More Than 100 Stories is a commission led by artists Sarah Butler and Nicole Mollet that explores and creatively maps the Creative People and Places programme.

Cycling the ‘Northern Belt’| Wednesday 23rd September: Right Up Our Street, Doncaster

30.09.15

darts, Doncaster Community Arts leads the community based strand of Right Up Our Street and have appointed Arts Supporters to develop artistic activity with local involvement and decision making in five areas of Doncaster. They decided to take me to two different areas, the first, Bentley, where there have been significant problems and delays with the project; the second, Mexborough, where the scheme has 'flown'.

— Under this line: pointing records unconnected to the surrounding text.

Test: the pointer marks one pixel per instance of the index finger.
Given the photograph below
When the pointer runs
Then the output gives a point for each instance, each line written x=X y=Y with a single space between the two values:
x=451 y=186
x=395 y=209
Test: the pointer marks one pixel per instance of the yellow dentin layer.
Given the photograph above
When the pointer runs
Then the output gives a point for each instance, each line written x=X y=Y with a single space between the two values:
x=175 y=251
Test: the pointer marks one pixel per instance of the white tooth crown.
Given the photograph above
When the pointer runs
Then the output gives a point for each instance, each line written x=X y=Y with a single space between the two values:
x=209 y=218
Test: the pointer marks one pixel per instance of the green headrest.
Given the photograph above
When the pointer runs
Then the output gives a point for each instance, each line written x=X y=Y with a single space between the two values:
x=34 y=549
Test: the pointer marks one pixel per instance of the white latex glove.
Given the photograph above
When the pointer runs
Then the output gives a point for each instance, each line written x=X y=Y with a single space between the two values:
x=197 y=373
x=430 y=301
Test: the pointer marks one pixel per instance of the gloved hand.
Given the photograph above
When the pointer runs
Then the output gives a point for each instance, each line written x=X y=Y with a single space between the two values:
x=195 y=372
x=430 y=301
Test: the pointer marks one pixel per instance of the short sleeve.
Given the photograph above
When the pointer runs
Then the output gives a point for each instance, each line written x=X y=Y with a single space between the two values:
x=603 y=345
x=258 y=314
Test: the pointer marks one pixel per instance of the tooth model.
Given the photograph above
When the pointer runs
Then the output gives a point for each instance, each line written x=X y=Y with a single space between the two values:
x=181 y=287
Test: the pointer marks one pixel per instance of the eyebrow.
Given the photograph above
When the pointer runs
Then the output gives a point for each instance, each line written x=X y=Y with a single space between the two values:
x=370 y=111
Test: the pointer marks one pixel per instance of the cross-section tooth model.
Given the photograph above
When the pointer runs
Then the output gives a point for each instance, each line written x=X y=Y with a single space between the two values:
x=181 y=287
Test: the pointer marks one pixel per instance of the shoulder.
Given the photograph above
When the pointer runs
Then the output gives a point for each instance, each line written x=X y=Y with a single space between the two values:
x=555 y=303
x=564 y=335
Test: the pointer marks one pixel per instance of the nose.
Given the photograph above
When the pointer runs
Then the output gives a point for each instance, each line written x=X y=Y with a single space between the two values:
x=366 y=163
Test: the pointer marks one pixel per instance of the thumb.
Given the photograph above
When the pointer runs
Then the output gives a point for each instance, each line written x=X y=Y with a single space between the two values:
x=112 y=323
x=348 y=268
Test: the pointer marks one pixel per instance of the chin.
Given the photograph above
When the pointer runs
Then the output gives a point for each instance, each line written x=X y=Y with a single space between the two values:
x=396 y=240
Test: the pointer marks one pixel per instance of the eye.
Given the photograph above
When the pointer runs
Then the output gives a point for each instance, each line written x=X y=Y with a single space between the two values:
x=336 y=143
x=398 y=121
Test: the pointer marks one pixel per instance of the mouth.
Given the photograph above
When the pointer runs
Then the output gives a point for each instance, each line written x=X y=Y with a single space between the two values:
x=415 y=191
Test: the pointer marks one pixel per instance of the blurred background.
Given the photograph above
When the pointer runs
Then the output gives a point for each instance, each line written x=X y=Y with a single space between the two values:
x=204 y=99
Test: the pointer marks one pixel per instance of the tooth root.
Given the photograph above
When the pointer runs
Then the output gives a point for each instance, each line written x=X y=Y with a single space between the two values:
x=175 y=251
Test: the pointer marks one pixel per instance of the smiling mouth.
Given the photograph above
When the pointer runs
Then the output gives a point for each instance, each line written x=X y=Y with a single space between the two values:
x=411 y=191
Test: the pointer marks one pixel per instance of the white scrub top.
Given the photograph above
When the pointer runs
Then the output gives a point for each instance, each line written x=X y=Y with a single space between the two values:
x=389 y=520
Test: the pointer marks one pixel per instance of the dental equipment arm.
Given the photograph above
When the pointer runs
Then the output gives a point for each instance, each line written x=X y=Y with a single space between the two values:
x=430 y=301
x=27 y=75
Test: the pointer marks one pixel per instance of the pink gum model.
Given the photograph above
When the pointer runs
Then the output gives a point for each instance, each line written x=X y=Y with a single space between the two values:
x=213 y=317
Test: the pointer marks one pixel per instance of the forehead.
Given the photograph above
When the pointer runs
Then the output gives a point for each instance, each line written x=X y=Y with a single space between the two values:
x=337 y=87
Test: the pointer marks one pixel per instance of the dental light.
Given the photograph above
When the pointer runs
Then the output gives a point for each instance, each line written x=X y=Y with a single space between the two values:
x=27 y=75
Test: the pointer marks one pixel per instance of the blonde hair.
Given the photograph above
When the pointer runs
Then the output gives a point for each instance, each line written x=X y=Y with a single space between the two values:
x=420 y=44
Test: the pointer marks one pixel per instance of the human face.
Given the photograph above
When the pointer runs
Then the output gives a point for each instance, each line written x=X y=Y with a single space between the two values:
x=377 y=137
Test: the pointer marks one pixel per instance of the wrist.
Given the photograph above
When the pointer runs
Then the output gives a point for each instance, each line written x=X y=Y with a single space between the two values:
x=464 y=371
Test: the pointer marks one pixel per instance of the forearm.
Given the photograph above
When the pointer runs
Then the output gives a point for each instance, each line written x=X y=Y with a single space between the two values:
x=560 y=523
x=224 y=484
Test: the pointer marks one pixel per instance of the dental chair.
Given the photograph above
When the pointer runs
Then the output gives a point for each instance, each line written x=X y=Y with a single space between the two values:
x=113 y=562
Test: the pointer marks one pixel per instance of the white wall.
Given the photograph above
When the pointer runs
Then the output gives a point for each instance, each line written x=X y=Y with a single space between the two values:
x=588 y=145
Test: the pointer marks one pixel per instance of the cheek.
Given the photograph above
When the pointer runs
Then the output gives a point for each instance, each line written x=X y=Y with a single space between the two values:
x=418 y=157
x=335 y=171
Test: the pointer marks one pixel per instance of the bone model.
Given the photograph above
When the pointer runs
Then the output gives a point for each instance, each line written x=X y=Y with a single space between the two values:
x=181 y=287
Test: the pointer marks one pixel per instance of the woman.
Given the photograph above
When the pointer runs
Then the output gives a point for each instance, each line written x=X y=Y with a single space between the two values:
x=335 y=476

At a CPP-run day earlier in the year discussions kept returning to the idea of failure. CPP is an action research programme, keen to learn from things that have not worked as well as things that have across the programme. And yet talking about the things that don’t work is difficult, emotive, and at times unacceptable. I have heard lots of people talk about failure at the beginning of a project, but I don’t think I’ve ever heard anyone talk about it at the end (not officially, anyway). We always look to rescue something from the process. And that’s the thing: failure and success are not two opposed poles, they can exist together, in degrees.

So, I was really impressed that darts offered to show me an element of their overall programme that had been difficult. In brief, the first year of activity in one of the 5 communities - Bentley - did not achieve what they wanted it to. They decided to end the Arts Supporter’s contract, take stock and rethink. The result was a call out for artist-led commissions to be delivered with the support of a Project Co-ordinator from the Right Up Our Street team.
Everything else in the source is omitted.